Its an SN2 reaction so the BR- will attack preferentially in the order of methyl, primary, secondary, tert after the oxygen is protonated. If they are both the same types of carbons on both sides then I am not sure....I would say the side with less crowding/less substituents.

Also, if there is excess acid in the reaction then both sides of the ether become alkyl halides.

 

[Vapor1122]

If they are both the same types of carbons on both sides then I am not sure....I would say the side with less crowding/less substituents.

Yeah, that's what I meant. Anyone want to confirm this?

Also, if there is excess acid in the reaction then both sides of the ether become alkyl halides.
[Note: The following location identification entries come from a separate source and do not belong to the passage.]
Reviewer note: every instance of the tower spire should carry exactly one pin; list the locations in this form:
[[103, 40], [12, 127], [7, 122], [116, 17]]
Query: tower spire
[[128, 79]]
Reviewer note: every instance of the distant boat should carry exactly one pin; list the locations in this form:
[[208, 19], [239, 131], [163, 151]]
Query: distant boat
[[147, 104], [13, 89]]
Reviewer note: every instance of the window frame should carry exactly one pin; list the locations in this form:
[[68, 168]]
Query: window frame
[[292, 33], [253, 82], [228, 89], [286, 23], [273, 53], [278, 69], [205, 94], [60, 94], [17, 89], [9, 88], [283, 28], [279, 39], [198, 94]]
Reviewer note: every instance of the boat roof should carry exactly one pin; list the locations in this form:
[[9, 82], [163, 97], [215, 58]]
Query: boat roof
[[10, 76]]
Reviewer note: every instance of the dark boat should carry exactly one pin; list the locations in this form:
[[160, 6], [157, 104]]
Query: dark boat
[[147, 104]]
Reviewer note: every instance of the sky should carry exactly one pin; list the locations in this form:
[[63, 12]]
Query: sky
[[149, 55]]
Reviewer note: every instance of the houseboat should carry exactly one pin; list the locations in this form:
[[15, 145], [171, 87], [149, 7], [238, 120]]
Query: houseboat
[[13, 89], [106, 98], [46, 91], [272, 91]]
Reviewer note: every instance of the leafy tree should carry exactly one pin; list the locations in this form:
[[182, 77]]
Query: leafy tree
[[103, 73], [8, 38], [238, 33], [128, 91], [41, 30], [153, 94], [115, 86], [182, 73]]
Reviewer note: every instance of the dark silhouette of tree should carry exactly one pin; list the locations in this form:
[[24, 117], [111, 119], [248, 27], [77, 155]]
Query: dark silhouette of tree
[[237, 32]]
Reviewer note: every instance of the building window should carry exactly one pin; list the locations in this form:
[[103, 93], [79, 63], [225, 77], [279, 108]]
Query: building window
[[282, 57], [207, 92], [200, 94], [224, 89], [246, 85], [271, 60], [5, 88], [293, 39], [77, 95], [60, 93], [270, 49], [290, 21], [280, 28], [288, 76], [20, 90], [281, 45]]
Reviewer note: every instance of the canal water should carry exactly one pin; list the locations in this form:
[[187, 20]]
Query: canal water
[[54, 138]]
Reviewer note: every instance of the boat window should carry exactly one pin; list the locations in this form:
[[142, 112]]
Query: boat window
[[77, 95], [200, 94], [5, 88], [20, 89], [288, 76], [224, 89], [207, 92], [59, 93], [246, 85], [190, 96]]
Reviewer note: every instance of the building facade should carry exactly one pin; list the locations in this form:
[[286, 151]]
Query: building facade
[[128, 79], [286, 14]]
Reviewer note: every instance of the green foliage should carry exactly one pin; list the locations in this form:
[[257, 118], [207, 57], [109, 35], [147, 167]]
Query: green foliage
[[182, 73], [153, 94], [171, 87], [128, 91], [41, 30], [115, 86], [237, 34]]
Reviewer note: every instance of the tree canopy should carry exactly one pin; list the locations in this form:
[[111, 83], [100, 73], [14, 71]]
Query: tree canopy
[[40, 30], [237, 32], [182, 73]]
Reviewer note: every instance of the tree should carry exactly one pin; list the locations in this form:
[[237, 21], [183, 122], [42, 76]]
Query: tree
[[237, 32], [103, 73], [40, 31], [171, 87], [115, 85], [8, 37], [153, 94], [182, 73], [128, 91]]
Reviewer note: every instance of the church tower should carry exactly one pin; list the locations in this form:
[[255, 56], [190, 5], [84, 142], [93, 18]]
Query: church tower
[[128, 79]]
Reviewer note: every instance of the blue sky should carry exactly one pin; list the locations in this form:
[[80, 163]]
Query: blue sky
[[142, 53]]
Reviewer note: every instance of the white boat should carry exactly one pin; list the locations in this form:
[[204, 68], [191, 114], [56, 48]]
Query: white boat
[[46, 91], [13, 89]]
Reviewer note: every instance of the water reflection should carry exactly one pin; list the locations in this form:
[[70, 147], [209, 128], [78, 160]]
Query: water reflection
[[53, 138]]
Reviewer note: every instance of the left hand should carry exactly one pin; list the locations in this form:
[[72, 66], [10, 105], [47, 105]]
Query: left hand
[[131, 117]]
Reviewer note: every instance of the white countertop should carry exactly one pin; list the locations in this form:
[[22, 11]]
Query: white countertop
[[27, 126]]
That I didn't know. But now that you mention it, in excess acid, why wouldn't you get an alcohol and alkyl halide, and then have the alcohol dehydrate to an alkene? Like:

 

[Jaylee777]

Because the strength of the nucleophiles produced from the strong acid used in this type of reaction (has to be strong acids like HBr and HI) are very weak bases.

 

[Vapor1122]

Okay, I see it now. So in excess acid, the weak base (Br-) undergoes SN2 with the alcohol, forming another alkyl halide in addition to the first one from the cleaved ether. Gotcha.

Anyone have an answer for the first question?